Example of a group $G$ such that $G = N_1\cdots N_n$ and $N_i \cap N_j = \{e\}$ for all $i \neq j$ but $G$ is not the internal direct product of them.
Solution 1:
Let $H$ be a group with nontrivial center $Z$ and identity element $e$. Let $G=\{(a,b)\in H^2\mid a\equiv b\pmod{Z}\}$. Let $D = \{(h,h)\in H^2\mid h\in H\}$ be the diagonal subgroup of $H^2$.
The following are normal subgroups of $G$: $N_1=Z\times \{e\}$, $N_2 = D$, and $N_3=\{e\}\times Z$. For these choices, $N_i\cap N_j=\{(e,e)\}$ for $i\neq j$, and $N_1N_2N_3=G$. Note that $N_1\cap (N_2N_3)=N_1\neq \{(e,e)\}$.

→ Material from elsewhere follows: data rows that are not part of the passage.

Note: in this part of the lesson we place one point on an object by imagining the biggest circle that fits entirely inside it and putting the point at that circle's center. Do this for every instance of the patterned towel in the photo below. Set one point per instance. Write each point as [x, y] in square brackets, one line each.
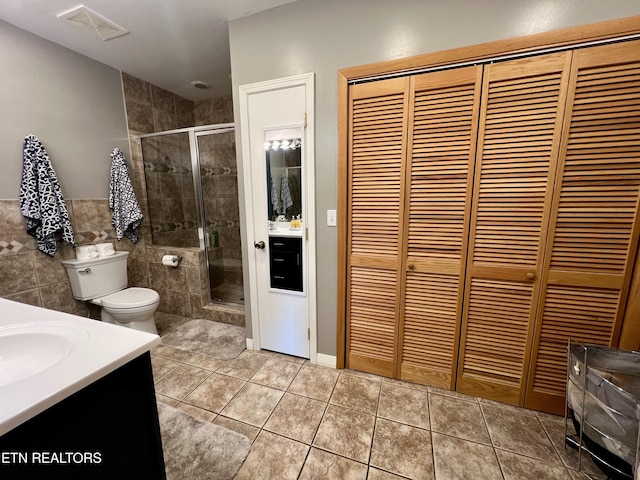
[126, 214]
[285, 195]
[41, 200]
[275, 203]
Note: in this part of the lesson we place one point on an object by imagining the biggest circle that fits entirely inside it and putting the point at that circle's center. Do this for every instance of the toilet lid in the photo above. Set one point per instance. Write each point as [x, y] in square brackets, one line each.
[130, 298]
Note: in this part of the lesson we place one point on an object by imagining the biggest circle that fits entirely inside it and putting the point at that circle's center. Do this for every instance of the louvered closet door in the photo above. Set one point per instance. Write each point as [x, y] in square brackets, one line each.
[377, 150]
[519, 140]
[595, 216]
[443, 131]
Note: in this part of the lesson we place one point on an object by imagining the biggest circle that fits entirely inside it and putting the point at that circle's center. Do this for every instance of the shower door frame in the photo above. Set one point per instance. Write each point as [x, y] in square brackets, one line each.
[194, 133]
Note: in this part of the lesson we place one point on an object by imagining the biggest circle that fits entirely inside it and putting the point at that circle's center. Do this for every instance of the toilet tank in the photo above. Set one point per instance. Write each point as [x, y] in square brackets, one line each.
[97, 277]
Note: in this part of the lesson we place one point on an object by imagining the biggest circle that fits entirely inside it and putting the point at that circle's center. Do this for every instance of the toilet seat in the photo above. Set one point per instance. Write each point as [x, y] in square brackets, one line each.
[129, 298]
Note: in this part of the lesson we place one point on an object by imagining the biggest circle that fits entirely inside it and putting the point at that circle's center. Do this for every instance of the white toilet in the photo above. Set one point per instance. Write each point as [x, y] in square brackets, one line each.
[103, 281]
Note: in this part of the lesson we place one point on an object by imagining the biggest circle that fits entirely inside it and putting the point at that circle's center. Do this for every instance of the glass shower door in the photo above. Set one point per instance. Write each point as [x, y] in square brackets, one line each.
[220, 211]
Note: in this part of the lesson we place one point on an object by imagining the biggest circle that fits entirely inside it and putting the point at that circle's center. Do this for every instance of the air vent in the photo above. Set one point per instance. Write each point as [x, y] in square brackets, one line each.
[93, 22]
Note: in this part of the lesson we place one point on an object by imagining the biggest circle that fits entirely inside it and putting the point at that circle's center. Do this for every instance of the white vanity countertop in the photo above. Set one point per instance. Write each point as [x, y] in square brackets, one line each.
[86, 349]
[286, 232]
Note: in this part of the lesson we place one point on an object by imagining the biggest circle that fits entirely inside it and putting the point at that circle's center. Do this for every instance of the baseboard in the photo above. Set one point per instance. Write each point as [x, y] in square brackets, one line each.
[326, 360]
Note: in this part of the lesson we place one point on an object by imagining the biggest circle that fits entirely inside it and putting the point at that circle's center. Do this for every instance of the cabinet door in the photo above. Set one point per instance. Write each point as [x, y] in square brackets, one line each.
[377, 150]
[594, 228]
[442, 139]
[519, 139]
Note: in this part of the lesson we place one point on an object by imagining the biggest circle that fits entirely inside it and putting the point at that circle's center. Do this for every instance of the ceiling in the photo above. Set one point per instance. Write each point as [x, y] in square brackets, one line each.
[169, 43]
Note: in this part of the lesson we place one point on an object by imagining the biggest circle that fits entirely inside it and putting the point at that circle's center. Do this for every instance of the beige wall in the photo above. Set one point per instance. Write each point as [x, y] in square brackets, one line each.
[323, 37]
[71, 103]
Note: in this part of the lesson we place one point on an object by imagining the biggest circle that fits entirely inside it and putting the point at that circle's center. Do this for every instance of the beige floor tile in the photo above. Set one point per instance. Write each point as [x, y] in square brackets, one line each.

Since $H\cong D\leq G\leq H^2$, the group $G$ is abelian iff $H$ is abelian, so one can build nonabelian examples by starting with a nonabelian group $H$ with nontrivial center.
Solution 2:
Try the Klein 4-group $\mathbb{Z}_2 \times \mathbb{Z}_2=\{e,a,b,c\},$ and $N_1=\{e,a\},$ $N_2=\{e,b\},$ $N_3=\{e,c\}.$